The notion that the angular size of an object in the sky depends on your velocity is not one that is often raised in traveling twin discussions, but it is one I have found useful, so I thought it worth while to explore a bit further.

You can use the Lorenz transformations as shown in the previous post to show that the light you see from a distant remote object is actually emitted at distances that depend on your velocity, according to the factor

$$\sqrt{\frac{1-v}{1+v}}$$​

where v is your velocity away from the object. Hence you should expect the apparent size in the sky to vary by this factor as well, though inversely. (I am using units where c=1 throughout.)

You can also get the same result by reasoning from the point of view of an observer stationary with respect to a distant object, and thinking about the size of the image obtained within a pinhole camera.

Suppose you have a pinhole camera of length d. It will project an image of a certain size at the back of the camera, which is proportional to the length of your camera, and to the size of the object, and inversely proportional to the distance to the object.

Now take your camera, and move it rapidly towards, or away, from your light source. The image in the camera changes size. Here's a diagram of how it works:

At the top is a simple pin hole camera, length d. The distance to an object is inversely proportional to the size of its image. The images were constructed assuming velocity of 0.6 light speed, in which case the gamma factor is 1.25, and the Doppler scale factor is 2. The image on moving towards the object is half size; and on moving away it is double size.

Suppose you move the camera rapidly away from the object. The camera is Lorenz contracted to be length d/γ. If the light moves a distance D inside the camera, then the back of the camera has moved a distance Dv away from the pinhole over the same time.
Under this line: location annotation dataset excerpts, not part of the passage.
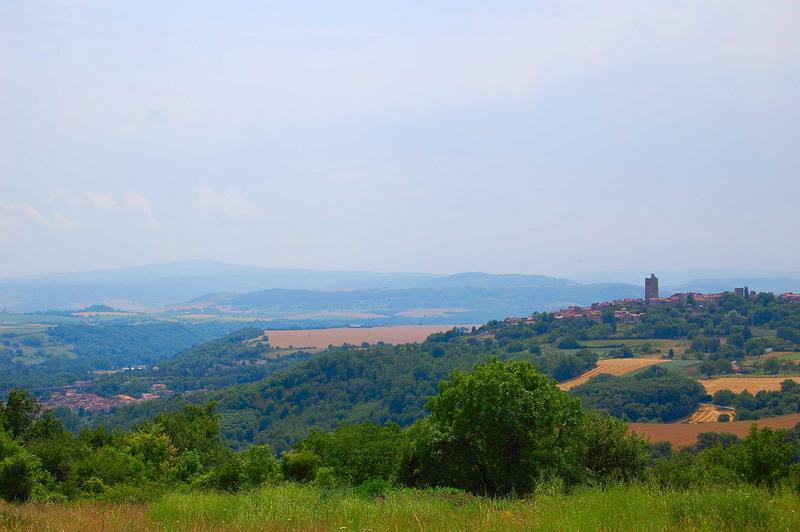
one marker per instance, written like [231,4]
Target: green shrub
[18,476]
[300,466]
[373,488]
[259,465]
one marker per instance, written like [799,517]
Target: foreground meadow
[296,507]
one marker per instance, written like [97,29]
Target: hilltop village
[631,310]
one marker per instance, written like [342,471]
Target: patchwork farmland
[740,384]
[611,366]
[686,433]
[708,413]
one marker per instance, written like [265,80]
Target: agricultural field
[612,366]
[751,384]
[686,433]
[708,413]
[321,338]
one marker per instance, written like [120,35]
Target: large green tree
[496,430]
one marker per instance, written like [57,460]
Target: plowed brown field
[686,433]
[612,366]
[320,338]
[740,384]
[708,413]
Hence the total distance moved by the light from entering the pinhole until it hits the back of the camera is

$$\begin{equation*}\begin{split} D &=d/\gamma + Dv \\ D &= \frac{d}{\gamma(1-v)} \\ &= d\frac{\sqrt{1-v^2}}{1-v} \\ &= d\sqrt{\frac{1+v}{1-v}} \end{split}\end{equation*}$$​

Moving towards the source is the same, except that v is negative.
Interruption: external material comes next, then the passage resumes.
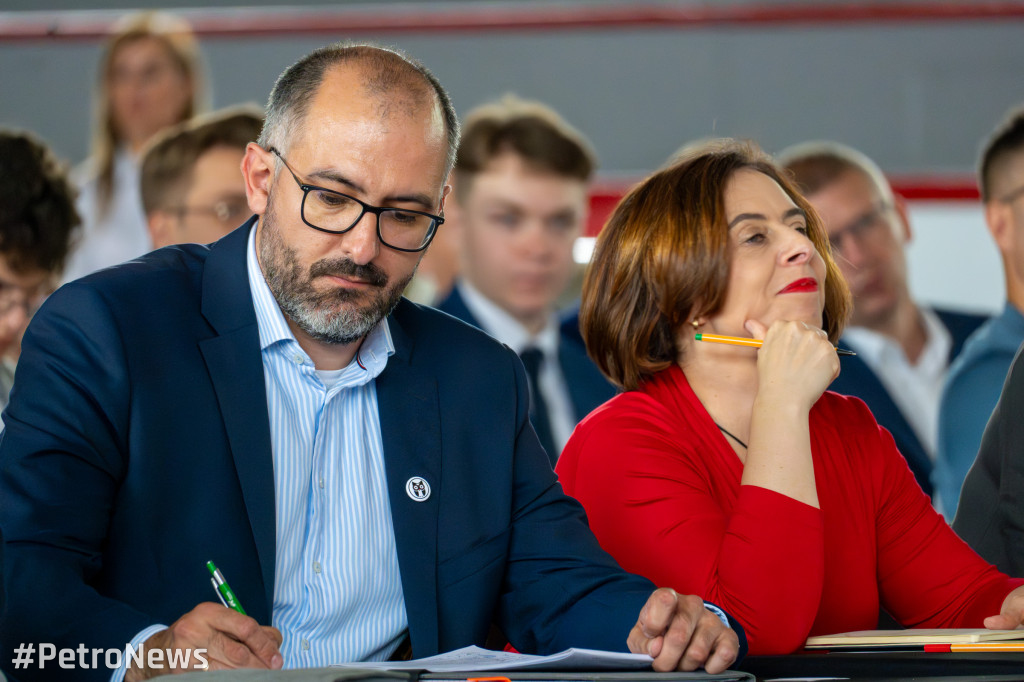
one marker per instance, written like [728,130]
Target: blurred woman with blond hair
[728,471]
Since special relativity is self consistent, we obtain the same answer as was given just by working in the frame where the camera is at rest and the source is moving, in which case the size of the image is given by the distance to the object, which is obtained from Lorenz transformations.

Cheers -- sylas

 

[Kokone]

Hm. It's all getting a bit complex for me, having zero physics background yet and barely even remembering trigonometry at the moment. And then I get obsessed with perceived paradoxes and misunderstood concepts that are difficult to resolve when I don't have the necessary foundations and it drives me crazy and makes me want to avoid physics at all cost. So for the sake of my sanity, I am going to try to put relativity out of my mind until I have real physics classes in Newtonian and basic stuff. :)

Thank you for all your help! You made several things make a lot more sense. You are awesome for putting this much time. Thank you.